Saturday, July 2, 2011

Response to comment and ramble

Sorry--I may have confused things by talking about jokes. The rhubarb joke isn't a joke. It's just a statement. My friend's mother lives in a small town where people grow so much rhubarb that they give it away, sometimes by sticking it in unlocked cars. I just thought that was cute. As I said, where I live, other things are done to people's cars. I just thing it's great that there are places in this world where people unburden themselves of excess rhubarb by placing it in people's cars. That's all.

The reason I introduced it on this blog in the context of a joke is that my mom's reaction to it was the same as her reaction to a joke: she asks irrelevant questions, to the point that a one- or two-line anecdote becomes hardly worth it.

***
I was hoping we'd leave the house pretty early, but it's been one thing after another. So when I realized we wouldn't be leaving the house, I went outside to read. But I couldn't really read, because mom started talking to me instead of finishing up whatever she was doing. I didn't mind; I like it when mom talks to me--not to be confused with "when mom talks to herself and expects me to pay attention." That's annoying. But when she's actually communicating, rather than asking herself where she stuck the phone bill, and saying "well?" when I don't answer, it's all good.

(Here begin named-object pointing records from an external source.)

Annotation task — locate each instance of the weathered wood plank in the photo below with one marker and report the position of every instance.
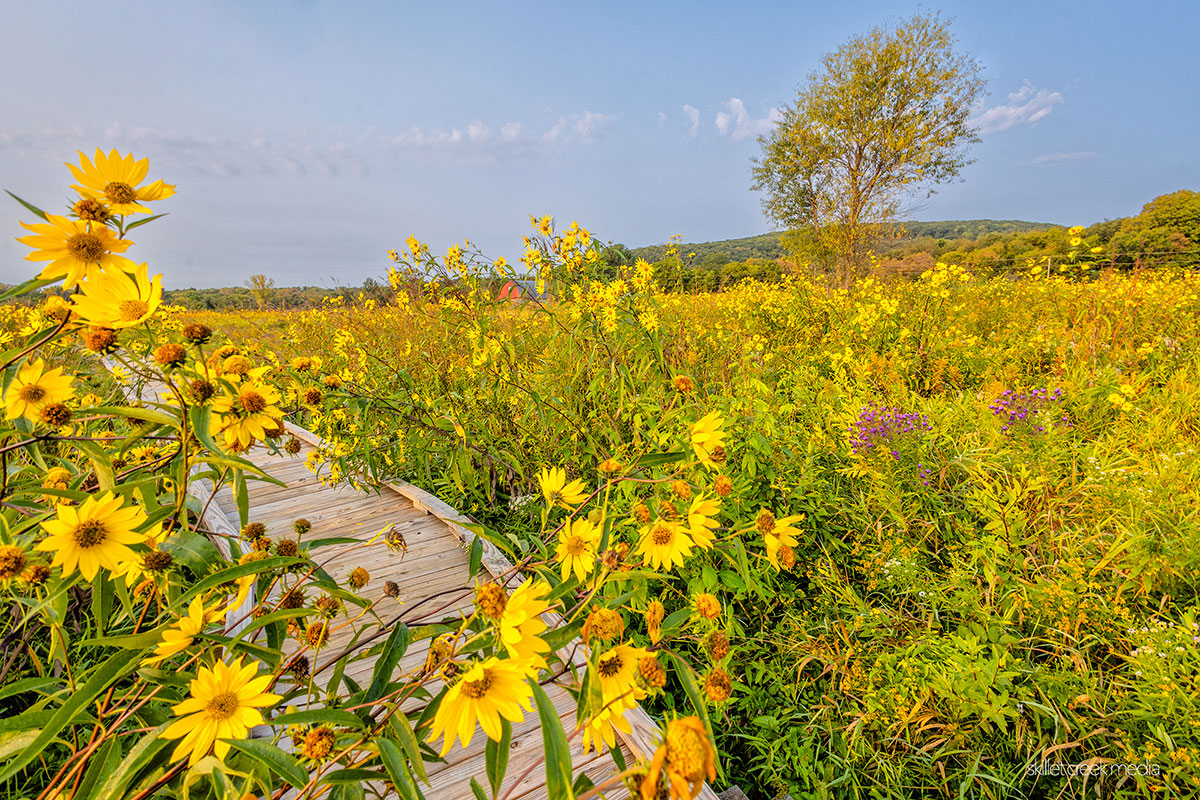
(436, 561)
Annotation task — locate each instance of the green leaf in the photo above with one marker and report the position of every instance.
(658, 459)
(147, 414)
(319, 716)
(348, 791)
(138, 758)
(241, 495)
(553, 740)
(394, 762)
(237, 571)
(28, 685)
(496, 755)
(103, 675)
(101, 764)
(347, 776)
(193, 551)
(688, 679)
(273, 758)
(477, 554)
(403, 732)
(28, 205)
(33, 284)
(385, 663)
(142, 222)
(105, 475)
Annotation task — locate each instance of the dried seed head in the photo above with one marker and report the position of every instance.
(358, 578)
(171, 354)
(491, 600)
(197, 334)
(100, 340)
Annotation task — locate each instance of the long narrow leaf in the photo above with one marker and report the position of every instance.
(553, 740)
(105, 675)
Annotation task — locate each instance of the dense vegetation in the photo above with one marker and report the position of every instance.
(991, 483)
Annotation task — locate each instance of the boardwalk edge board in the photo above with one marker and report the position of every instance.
(645, 733)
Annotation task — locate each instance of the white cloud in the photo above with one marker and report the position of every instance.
(1025, 106)
(737, 122)
(510, 132)
(1061, 157)
(330, 151)
(555, 132)
(592, 124)
(581, 127)
(478, 132)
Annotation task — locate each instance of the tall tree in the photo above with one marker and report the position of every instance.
(262, 288)
(883, 118)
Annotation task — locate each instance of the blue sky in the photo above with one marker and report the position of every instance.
(307, 138)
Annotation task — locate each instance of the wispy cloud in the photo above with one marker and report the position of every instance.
(693, 114)
(1060, 157)
(1025, 106)
(581, 127)
(737, 124)
(334, 151)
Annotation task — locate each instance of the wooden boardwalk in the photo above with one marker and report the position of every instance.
(436, 564)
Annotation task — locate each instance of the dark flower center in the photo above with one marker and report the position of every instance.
(90, 533)
(132, 310)
(478, 689)
(31, 392)
(119, 193)
(222, 707)
(87, 247)
(252, 402)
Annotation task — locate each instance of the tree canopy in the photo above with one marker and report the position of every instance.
(883, 118)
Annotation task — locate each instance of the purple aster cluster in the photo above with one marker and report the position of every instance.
(885, 427)
(1029, 410)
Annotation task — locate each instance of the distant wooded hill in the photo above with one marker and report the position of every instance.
(769, 246)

She told me a story that reminded me of another friend's story. Except mom stopped mid-story to ask what was wrong with my forehead. At which point I told her to finish whatever she was doing to get on our walk. But she started talking about going around to very poor villages in Russia--she was traveling as part of her job--and peasants--dirt-poor people with nothing to their name--would come out and offer her whatever they had, whether it be cucumbers or a head of cabbage. I've seen the same thing in Central America, heard other stories of it as well. Someone I met while traveling in Nicaragua said she'd been in El Salvador, where someone had offered her her chicken.

I thought about a friend of mine who, in grad school, was recruited by a friend of hers to work a suicide hotline. The friend who recruited her went to India for a few months, came back, worked the hotline again. And soon quit because she couldn't take it. Having been to India--having seen people who have practically nothing and still manage to be happy with what they have--she couldn't stand to listen to people contemplate taking their own lives because of a repossessed car.

I'm not romanticizing poverty or generalizing about motives for suicide--just relaying my friend's friend's experience. Those people in India who had nothing might have hit a wall when that nothing limited their options for medical treatment, or they might, by now, have moved to the city and become more miserable from factory work. And people think about killing themselves over more (and less, and different) than a repo'd car. And people also don't think about killing themselves about more than a repo'd car.

I don't really know what I am saying, except that I've seen people who have every reason to be miserable, happy, and every reason to be happy, miserable.